Introduction
A recently disclosed vulnerability CVE-2026-0828 in the Windows kernel driver ProcessMonitorDriver.sys exposes a dangerous capability: any user-mode application that obtains a handle to the device can terminate arbitrary processes, including protected system processes, without proper access-control checks. This flaw effectively bypasses the normal Windows security model that protects critical system services and security components.
To demonstrate the impact of this vulnerability, the KillChain research project provides a proof-of-concept user-mode tool that interacts with the vulnerable driver and uses its IOCTL interface to terminate protected processes directly from user space.
https://github.com/oxfemale/KillChain
Vulnerability Overview
The issue originates from an exposed driver IOCTL handler that accepts a process identifier (PID) as input and instructs the kernel driver to terminate that process. Because the driver fails to validate the caller’s privileges or enforce security checks, any program capable of opening the device can request termination of system services, security software, or protected processes.
This design flaw creates a powerful primitive for attackers:
- Killing security tools such as antivirus or EDR processes
- Terminating system services that enforce protections
- Disrupting critical Windows components
- Enabling further post-exploitation activities
KillChain Research Tool
The KillChain project demonstrates how the vulnerability can be operationalized. The tool embeds the vulnerable driver directly inside the executable and dynamically deploys it during runtime.
The execution workflow is roughly:
- Parse command-line arguments (PID or process name)
- Extract the embedded driver to a temporary location
- Register it as a kernel service
- Load the driver using
NtLoadDriver - Open the device
\\.\STProcessMonitorDriver - Send an IOCTL request that instructs the driver to terminate a process
The driver exposes a control code:
IOCTL_KILL_PROCESS = 0xB822200CThis IOCTL receives the target PID and performs termination directly from kernel space.
Example: kill windows defender under windows 11 last updates:
Additional Capabilities
Beyond basic process termination, the research tool implements several operational features:
- Kill by PID or process name
- Persistence loop that repeatedly kills the target process
- Optional Windows Defender disablement via registry
- Embedded driver deployment
- Configurable logging system
- Automatic driver cleanup and unloading
These capabilities highlight how vulnerable drivers can be weaponized in real-world attack chains.
Security Implications
Kernel driver vulnerabilities such as CVE-2026-0828 are especially dangerous because they operate at the highest privilege level in Windows. Once a vulnerable driver is loaded, attackers can leverage it to bypass OS protections that normally prevent manipulation of critical processes.

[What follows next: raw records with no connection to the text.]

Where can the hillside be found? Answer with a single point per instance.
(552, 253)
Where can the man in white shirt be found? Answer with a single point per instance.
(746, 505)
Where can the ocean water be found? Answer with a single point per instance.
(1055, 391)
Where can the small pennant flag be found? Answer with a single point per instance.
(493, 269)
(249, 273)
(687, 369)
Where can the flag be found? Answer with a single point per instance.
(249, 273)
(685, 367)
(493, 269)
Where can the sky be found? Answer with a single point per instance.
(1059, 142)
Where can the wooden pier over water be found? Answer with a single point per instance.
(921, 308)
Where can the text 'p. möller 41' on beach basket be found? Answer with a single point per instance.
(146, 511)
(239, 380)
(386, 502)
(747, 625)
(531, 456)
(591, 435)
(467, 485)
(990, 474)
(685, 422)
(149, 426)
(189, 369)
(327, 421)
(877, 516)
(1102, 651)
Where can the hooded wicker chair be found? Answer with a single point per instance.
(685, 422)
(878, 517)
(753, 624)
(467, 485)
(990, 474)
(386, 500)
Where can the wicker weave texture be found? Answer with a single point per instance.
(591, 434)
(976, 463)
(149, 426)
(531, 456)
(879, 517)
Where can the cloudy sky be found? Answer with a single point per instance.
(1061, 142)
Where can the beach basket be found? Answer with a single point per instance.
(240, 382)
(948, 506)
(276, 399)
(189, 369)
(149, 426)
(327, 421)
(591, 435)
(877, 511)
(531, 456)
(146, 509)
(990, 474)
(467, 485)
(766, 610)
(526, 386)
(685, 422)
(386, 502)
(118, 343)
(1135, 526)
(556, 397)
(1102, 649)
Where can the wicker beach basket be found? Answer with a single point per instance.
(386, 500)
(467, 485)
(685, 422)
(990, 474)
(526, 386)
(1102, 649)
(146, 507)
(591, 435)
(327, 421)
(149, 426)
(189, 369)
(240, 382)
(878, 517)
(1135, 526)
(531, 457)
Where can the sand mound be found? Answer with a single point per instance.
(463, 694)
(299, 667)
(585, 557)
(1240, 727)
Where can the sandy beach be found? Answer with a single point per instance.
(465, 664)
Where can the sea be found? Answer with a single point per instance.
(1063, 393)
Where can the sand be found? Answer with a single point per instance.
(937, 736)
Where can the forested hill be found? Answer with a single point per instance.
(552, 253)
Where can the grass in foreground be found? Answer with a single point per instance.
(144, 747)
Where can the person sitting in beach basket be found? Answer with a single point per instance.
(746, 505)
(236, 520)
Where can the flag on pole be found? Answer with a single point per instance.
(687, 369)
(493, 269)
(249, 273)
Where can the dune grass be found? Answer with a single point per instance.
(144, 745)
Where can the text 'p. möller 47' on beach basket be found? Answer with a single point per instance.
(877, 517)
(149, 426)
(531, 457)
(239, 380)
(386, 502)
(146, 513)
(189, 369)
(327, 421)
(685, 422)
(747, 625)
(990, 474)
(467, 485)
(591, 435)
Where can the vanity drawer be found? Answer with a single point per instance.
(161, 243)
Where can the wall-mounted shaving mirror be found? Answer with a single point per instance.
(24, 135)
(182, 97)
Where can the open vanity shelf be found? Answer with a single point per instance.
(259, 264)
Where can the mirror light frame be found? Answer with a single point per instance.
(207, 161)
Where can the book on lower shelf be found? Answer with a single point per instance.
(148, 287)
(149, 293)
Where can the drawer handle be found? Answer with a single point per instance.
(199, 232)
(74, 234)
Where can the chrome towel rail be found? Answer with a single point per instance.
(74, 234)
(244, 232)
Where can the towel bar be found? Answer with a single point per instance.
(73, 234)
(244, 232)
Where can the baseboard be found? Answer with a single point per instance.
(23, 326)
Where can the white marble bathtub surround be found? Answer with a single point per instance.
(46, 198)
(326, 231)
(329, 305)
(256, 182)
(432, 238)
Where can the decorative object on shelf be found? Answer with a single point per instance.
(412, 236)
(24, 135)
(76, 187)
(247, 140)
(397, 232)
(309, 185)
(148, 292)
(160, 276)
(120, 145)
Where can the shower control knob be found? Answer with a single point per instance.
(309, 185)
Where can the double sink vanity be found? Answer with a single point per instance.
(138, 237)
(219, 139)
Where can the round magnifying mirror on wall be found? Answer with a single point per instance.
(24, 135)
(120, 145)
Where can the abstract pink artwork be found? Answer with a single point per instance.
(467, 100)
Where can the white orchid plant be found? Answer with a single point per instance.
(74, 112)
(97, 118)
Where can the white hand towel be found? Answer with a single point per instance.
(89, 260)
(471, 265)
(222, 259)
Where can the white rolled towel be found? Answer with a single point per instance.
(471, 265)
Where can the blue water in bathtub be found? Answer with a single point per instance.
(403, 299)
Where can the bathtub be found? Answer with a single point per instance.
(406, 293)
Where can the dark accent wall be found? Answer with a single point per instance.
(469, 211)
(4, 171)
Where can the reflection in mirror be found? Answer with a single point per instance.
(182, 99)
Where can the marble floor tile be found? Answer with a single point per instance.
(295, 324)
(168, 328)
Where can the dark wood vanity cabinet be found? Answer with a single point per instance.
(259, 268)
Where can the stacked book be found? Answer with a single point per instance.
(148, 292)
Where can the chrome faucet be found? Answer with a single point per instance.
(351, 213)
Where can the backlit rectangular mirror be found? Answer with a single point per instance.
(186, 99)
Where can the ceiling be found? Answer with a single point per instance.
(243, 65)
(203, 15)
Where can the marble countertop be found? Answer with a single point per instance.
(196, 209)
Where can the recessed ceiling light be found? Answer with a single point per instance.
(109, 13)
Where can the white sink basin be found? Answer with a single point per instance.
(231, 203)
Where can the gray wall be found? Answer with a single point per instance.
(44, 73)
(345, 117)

This type of vulnerability is commonly abused in Bring Your Own Vulnerable Driver (BYOVD) attacks, where adversaries intentionally load a signed but vulnerable driver to gain kernel-level capabilities.
Conclusion
CVE-2026-0828 demonstrates how a simple logic flaw in a kernel driver can undermine core Windows security protections. By exposing an unrestricted IOCTL for process termination, the driver allows user-mode code to kill protected processes without authorization. The KillChain proof-of-concept illustrates how attackers could operationalize this weakness, emphasizing the importance of strict access control and validation in kernel driver development.